The average bitcoin miners are using Bitmain’s S19 or S19 Pro bitcoin miners, Lopez said. The breakeven point with that equipment is anywhere from $16,000 to $18,000 at bitcoin prices, he added. “So at today’s prices, they’re profitable. Obviously not as profitable as when bitcoin is up to $50,000, but still profitable.”

There are also elements like energy prices that play into bitcoin miners’ situations. But the mild winter across the U.S. has helped keep charges low, Long noted.

The two biggest factors contributing to bitcoin miners’ recovery are energy prices and the price of bitcoin related to hash price, which is a combination of bitcoin price and its mining difficulty, Lopez said. “So if energy prices are up and bitcoin’s price is low, you’re squeezing margins.”

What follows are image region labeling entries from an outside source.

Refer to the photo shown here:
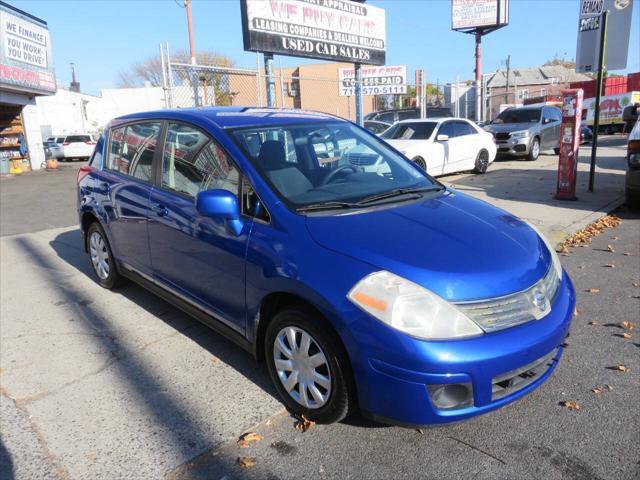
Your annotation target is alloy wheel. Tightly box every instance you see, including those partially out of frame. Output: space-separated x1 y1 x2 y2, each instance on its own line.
89 232 111 280
273 326 331 409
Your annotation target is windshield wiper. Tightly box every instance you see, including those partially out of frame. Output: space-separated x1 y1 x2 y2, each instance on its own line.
356 185 444 205
296 202 359 212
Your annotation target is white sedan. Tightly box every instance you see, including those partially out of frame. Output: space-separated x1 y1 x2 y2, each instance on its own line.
380 118 496 176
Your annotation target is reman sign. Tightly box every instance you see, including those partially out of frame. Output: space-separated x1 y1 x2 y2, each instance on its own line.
240 0 386 65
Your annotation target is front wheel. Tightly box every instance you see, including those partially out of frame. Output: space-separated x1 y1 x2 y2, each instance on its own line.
411 157 427 172
265 307 355 423
473 150 489 175
527 137 540 162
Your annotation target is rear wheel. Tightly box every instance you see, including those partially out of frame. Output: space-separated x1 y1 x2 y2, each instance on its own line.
473 150 489 175
87 222 125 289
411 157 427 172
527 137 540 162
265 306 355 423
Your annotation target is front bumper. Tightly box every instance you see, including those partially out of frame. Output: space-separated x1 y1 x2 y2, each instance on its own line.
496 137 531 157
353 274 575 426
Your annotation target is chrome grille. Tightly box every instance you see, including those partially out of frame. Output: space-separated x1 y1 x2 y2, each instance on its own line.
457 262 560 333
491 348 558 401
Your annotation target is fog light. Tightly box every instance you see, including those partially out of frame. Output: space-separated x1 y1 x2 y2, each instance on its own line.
427 383 473 410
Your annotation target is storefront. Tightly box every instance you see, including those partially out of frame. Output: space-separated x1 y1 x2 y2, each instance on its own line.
0 1 56 174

But now, the industry is seeing the opposite happening: “The price of bitcoin is coming up, and energy prices are actually going down, so you’re seeing an increase in margin,” Lopez said. “That’s about 80% to 90% of your economic value because the price of energy and electricity is such a big driver.”

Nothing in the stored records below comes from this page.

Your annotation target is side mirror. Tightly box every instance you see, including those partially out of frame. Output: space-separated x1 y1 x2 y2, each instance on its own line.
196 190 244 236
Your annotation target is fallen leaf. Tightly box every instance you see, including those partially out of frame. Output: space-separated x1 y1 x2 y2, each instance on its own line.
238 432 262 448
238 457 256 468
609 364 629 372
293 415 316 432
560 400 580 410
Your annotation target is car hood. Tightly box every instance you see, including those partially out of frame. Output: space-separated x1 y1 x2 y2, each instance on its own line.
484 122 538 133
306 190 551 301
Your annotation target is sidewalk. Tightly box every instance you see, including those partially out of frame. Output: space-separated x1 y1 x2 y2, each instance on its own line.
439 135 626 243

The hash price is near an all-time low, while hashrates, which are the amount of numerical guesses mining machines generate in a second, are near all-time highs, according to data from Blockchain.com compiled by Woobull Charts.

As long as these bitcoin prices and energy levels are maintained, miners will stick around, Lopez said.

In general, bitcoin miners are becoming more sophisticated with their energy usage, Lopez added. “Before it was cowboys who didn’t care about the price of energy because it was irrelevant, but now there’s been stress in the past year and a half, and they realized they have to manage their energy and deploy strategies in regards to that.”

“I’m sure there will still be volatility,” Long said. “It’s the only thing you can rely on, but I think there’s a lot of support behind the new baseline price level. If it goes down again, it won’t concern me, because the long term trend will be up.”

“There’s some technical analysis that says the darkest periods for bitcoin are 12-18 months after the last halving, then you’ll see a rally leading up to the next bitcoin halving, which is sometime in April or May of 2024,” Lopez said.

Bitcoin halvings are events that happen almost every four years when the blockchain rewards for miners get cut, effectively reducing the supply of new bitcoins by 50%. Over time, the outcome of each halving will decline as the block rewards approach zero when the total 21 million bitcoins are mined (but that won’t be for a very long time, thanks to this mechanism).

Typically during halving cycles, there’s a curve that happens around six months after halvings of all-time high peaks and then drawbacks, Long said. “There’s no guarantees, but I think the sheer economics and demand will be bullish in the long term.”

After a cascade of unexpected events in 2022, “a lot of the fear is out,” Lopez said. “The last shoe to drop I think was [the] FTX [bankruptcy] and the follow-up from DCG and Genesis. I don’t think there’s anything else hidden, but there might be. If there’s more fraud or bad bets, you’ll see more volatility. As long as we have nothing else to uncover, it’ll probably trade sideways for a while, and you’ll see a run up into the next halving.”

All in all, “recovery is well underway,” Long said. “The bear market we just went through was long, but it’s time for the momentum to change. This doesn’t mean we won’t still have volatility, but I think we’ll continue to see a small march up.”